By a notice of motion pursuant to section 243 (a) of the Constitution of the Federal Republic of Nigeria 1999: section 24 (4) of the Court of Appeal Act, Cap. C36, Laws of the Federation of Nigeria, 2004, Order 3 rules 3 and 4 of the Court of Appeal Rules, 2004 and the inherent jurisdiction of the court, dated 5th day of January, 2006 and filed on the 9th January. 2006, the applicant herein sought for the following reliefs:-

“1. An order extending time within which the applicant (King Remy Igbokwe) as a person interested may apply for leave to appeal against the decision of the High Court of Lagos State contained in the judgment of Olateru-Olagbegi, J. dated 14-7-2005.

  1. An order granting leave to the applicant as a person interested to appeal against the decision of the High Court of Lagos State contained in the judgment of Olateru-Olagbegi, J. dated 14-7-2005.
  2. An order enlarging the time within which the applicant as a person interested may appeal against the decision of the High Court of Lagos State contained in the judgment of Olateru-Olagbegi, J. dated 14-7-2005.
  3. Any further order or orders as this Honourable Court may deem fit to make in the circumstances-”

As an addendum to his prayers, the applicant set out the following as the grounds of his application –

“1. The applicant purchased the land in dispute with the building on it from the defendant/appellant in 1999 without knowledge of any suit pending in the High Court of Lagos State in respect of the property.

  1. The applicant became aware of the judgment of the High Court of Lagos State dated 14-7-2005 in suit No.
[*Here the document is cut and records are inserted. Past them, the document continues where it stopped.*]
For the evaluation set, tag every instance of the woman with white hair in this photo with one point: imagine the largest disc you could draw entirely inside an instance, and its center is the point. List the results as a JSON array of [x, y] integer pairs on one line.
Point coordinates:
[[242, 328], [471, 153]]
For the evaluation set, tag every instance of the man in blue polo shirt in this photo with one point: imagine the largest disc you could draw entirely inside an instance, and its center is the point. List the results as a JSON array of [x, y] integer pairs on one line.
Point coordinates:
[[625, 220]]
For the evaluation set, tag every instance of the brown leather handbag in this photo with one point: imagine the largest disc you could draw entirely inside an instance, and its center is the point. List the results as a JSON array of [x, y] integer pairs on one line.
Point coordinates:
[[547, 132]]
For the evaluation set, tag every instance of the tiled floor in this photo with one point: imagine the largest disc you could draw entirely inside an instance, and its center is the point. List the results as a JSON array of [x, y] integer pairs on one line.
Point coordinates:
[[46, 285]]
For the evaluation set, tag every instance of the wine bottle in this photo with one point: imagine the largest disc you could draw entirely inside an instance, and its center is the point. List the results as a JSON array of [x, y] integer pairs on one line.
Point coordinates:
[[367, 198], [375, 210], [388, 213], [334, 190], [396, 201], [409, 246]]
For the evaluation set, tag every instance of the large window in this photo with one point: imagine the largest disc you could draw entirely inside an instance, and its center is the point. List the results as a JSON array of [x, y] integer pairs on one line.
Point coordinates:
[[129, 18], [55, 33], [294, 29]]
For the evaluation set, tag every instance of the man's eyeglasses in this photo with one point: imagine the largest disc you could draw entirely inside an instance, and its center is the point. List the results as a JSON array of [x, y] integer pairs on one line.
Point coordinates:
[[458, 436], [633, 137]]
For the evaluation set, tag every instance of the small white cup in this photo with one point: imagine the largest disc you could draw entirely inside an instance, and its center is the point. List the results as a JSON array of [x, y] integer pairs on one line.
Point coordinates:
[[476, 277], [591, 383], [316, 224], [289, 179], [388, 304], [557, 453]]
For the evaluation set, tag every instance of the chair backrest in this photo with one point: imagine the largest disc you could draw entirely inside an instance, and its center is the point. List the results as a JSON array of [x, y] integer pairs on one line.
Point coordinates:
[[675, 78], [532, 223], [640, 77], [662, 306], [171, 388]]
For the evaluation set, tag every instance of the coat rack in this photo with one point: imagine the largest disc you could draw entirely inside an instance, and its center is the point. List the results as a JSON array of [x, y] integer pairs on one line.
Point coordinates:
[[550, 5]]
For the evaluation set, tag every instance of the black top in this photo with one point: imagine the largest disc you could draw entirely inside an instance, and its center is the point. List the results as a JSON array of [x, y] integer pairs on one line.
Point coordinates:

ID/377/94 concerning the property in dispute in the second week of December 2005.
  2. The applicant is a person having an interest in the matter within the meaning of section 243(a) of the Constitution of the Federal Republic of Nigeria 1999.
  3. The decision of the High Court of Lagos State contained in the judgment dated 14-7-2005 prejudicially affects the interest of the applicant.
  4. The applicant is a desirable and also necessary party who could have been joined as a defendant in the High Court.
  5. The applicant as a desirable party who has an interest in the action has two distinct rights namely (a) the right to apply to be joined as a party in the trial court and (b) the right to seek leave to appeal pursuant to section 243(a) of the 1999 Constitution.
  6. By the time the applicant became aware of the suit in the High Court and the judgment thereof the time within which to appeal had expired.
  7. There are good and substantial reasons for the applicant’s failure to appeal within the prescribed period.
  8. The grounds of appeal proposed by the applicant prima facie show good cause why the appeal should be heard.”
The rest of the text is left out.